Artificial intelligence (AI) and machine learning (ML) are on the verge of transforming healthcare by creating new, vital insights from the vast amount of data gathered during healthcare delivery activities every day. AI/ML-based life science innovations have been booming in recent years, with many innovations related to the following applications:

  • Early disease detection
  • Improved accuracy of disease diagnosis
  • Pattern recognition in human physiology
  • Personalized diagnostics and therapeutics

Graphic of the percentage of Medical Devices applications by year | Scilife

 

In 2020 and 2021, the largest number of innovations were in radiology and cardiology, in that order.

 

Graphic of Medical Innovations with AI/ML Based Life-Science Technologies | Scilife

 

Yesterday's dream of digital healthcare technology has become today's reality. This has undoubtedly opened many new avenues in the field of life science innovations. The tsunami of clinical data has resulted in the development of Software as a Medical Device (SaMD). The big players in this space are GE, Philips, and Medtronics, which are already paving their way to breakthrough innovations.

Challenges Ahead

While every challenge comes with an opportunity, every opportunity also comes with a challenge. In AI/ML-based innovations in the life science industry, the challenge is self-evolving algorithms that are designed to learn from real-world applications. These algorithms are also known as "adaptive" or "continuously learning" algorithms which require auto-improvements from real-world experiences that the device captures throughout its use. There are already plenty of SaMDs that function with “locked” algorithms in use. However, when an algorithm is locked, it deprives its user of auto-improvements based on real-life data to make more accurate predictions. Therefore, AI/ML-based life-saving technology's real success is when it is not dependent on human intervention and learns from its own real-world experiences.

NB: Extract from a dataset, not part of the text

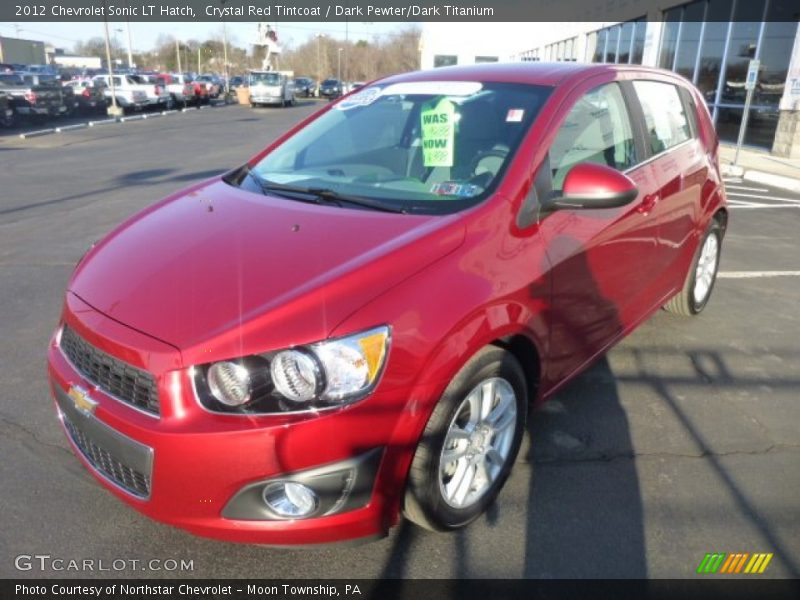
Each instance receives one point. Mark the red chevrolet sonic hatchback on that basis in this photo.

US FDA approved AI/ML Technologies

Until now, the FDA has only cleared or approved medical devices using locked algorithms, which provide repeatable results for the same input. Most of these technologies received approval through 510(k) premarket notification. However, according to a study published in the Journal of Medical Internet Research, "non-locked" learning algorithms are already used in self-diagnosis consumer apps today. However, the diagnostic efficiency of such apps seems to worsen over time. Therefore, systematic studies on a broader scale are necessary for healthcare providers and patients to correctly assess the safety, efficacy, and correct classification of such apps by healthcare regulating authorities. The FDA is aware of these developments and published a discussion paper to receive feedback on the proposed regulatory framework for modifications to AI/ML-based SaMD.

Infographic of the number of US FDA approved AI/ML Technologies | Scilife

US FDA authorized technologies via 510 (k) clearance, granted De Novo request, or approved PMA

Note: Data from Jan 1, 2015, to March 31, 2020.

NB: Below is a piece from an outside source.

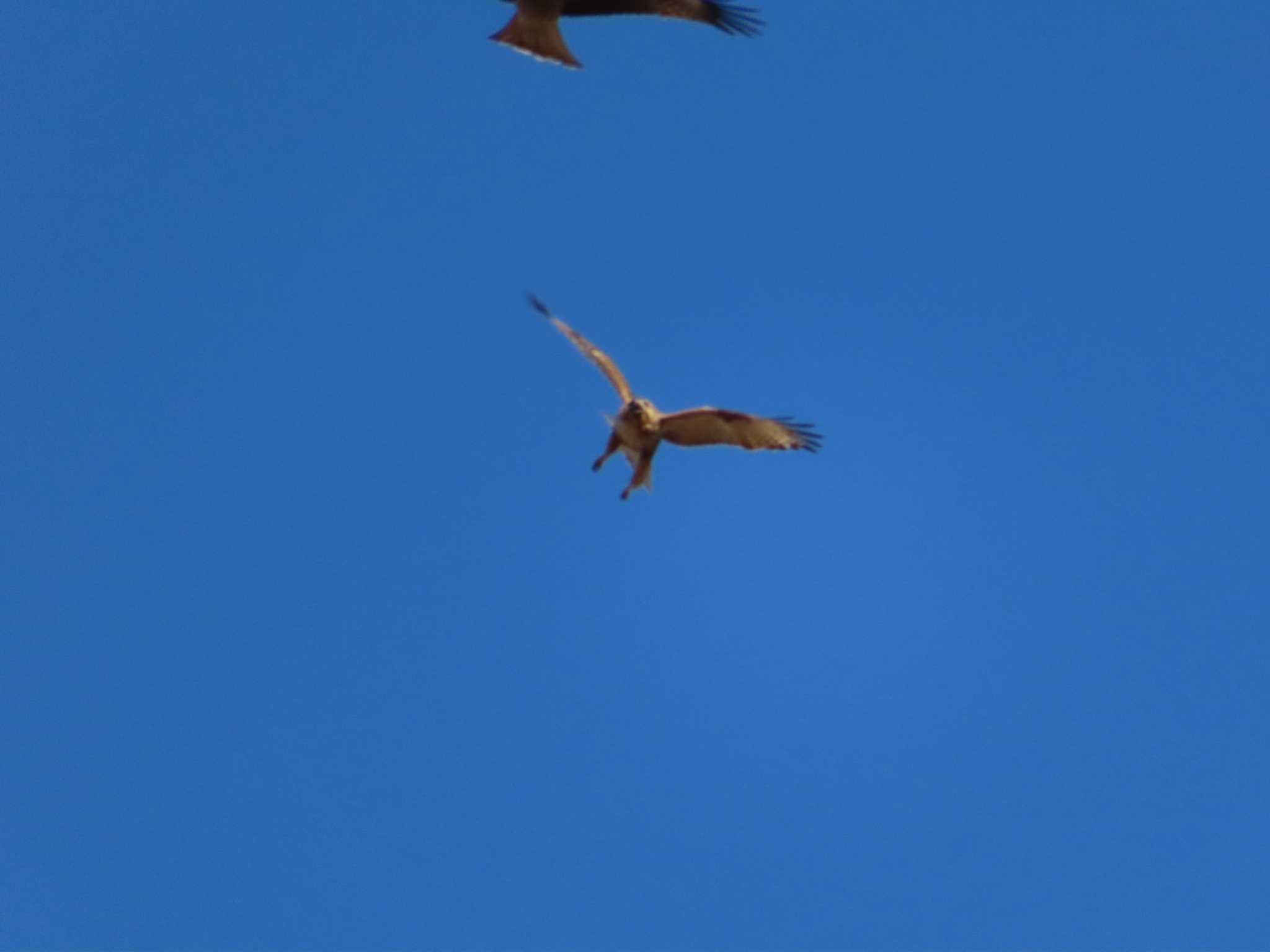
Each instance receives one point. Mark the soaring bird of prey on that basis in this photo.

The FDA acknowledges that the highly iterative, autonomous, and adaptive nature of AI/ML-based tools requires a new, total product lifecycle (TPLC) regulatory approach. The agency envisions that this approach will facilitate a rapid product improvement cycle and allow devices to improve continually while providing adequate safeguards.

 

Proposed Regulatory Framework

Some of the critical aspects of the proposed regulatory framework are described in the following paragraphs:

 

Risk Based Categorization

Depending on the intended use, AI/ML-based SaMD can be classified into one of the four categories that reflect the clinical situation and device use risk. The risk increases from the lowest for Category I to the highest for Category IV. This classification system is based on the internationally harmonized International Medical Device Regulators Forum (IMDRF) risk categorization principles.

 

State of Healthcare Situation or Condition Significance of information Provided by SaMD
to Healthcare Decision
Treat or
Diagnose
Drive Clinical Management Inform Clinical Management
Critical IV III II
Serious III II I
Non-serious II I I

 

Types of Modification

AI/ML-based SaMDs involve algorithm architecture modifications and re-training with new data sets, which would be subject to premarket review under the existing software modifications guidance. The types of modification may be classified into the following broad categories:

    • Performance – clinical and analytical performance,
    • Inputs to the algorithm and their clinical association to the SaMD output, and/or
    • Intended use – The intended use of the SaMD.

The types of changes may not be mutually exclusive and may have varied impacts.

 

Total Product Life Cycle Approach

To handle these types of changes and their varied impacts, the FDA proposes "A Total Product Life Cycle Regulatory Approach'' (TPLC), through which it intends to evaluate the quality culture and organizational excellence of a particular company. The purpose is to have reasonable assurance of the high quality of their software development, testing, and performance monitoring of their products. This TPLC approach applies only to devices that require premarket submissions and enables the continuous evaluation and monitoring of a SaMD from its pre-market development to post-market performance, along with the continued demonstration of the organization's excellence.


US FDA's Proposed Regulatory Framework for Artificial Intelligence and Machine Learning by Scilife

Overlay of the FDA TPLC Approach on AI/ML Workflow

 

General Principles for TPLC Approach

The FDA's proposed TPLC approach is based on the following principles to balance the benefits and risks for safe and effective AI/ML-based SaMD:

Establish clear expectations on quality systems and Good Machine Learning Practices (GMLP)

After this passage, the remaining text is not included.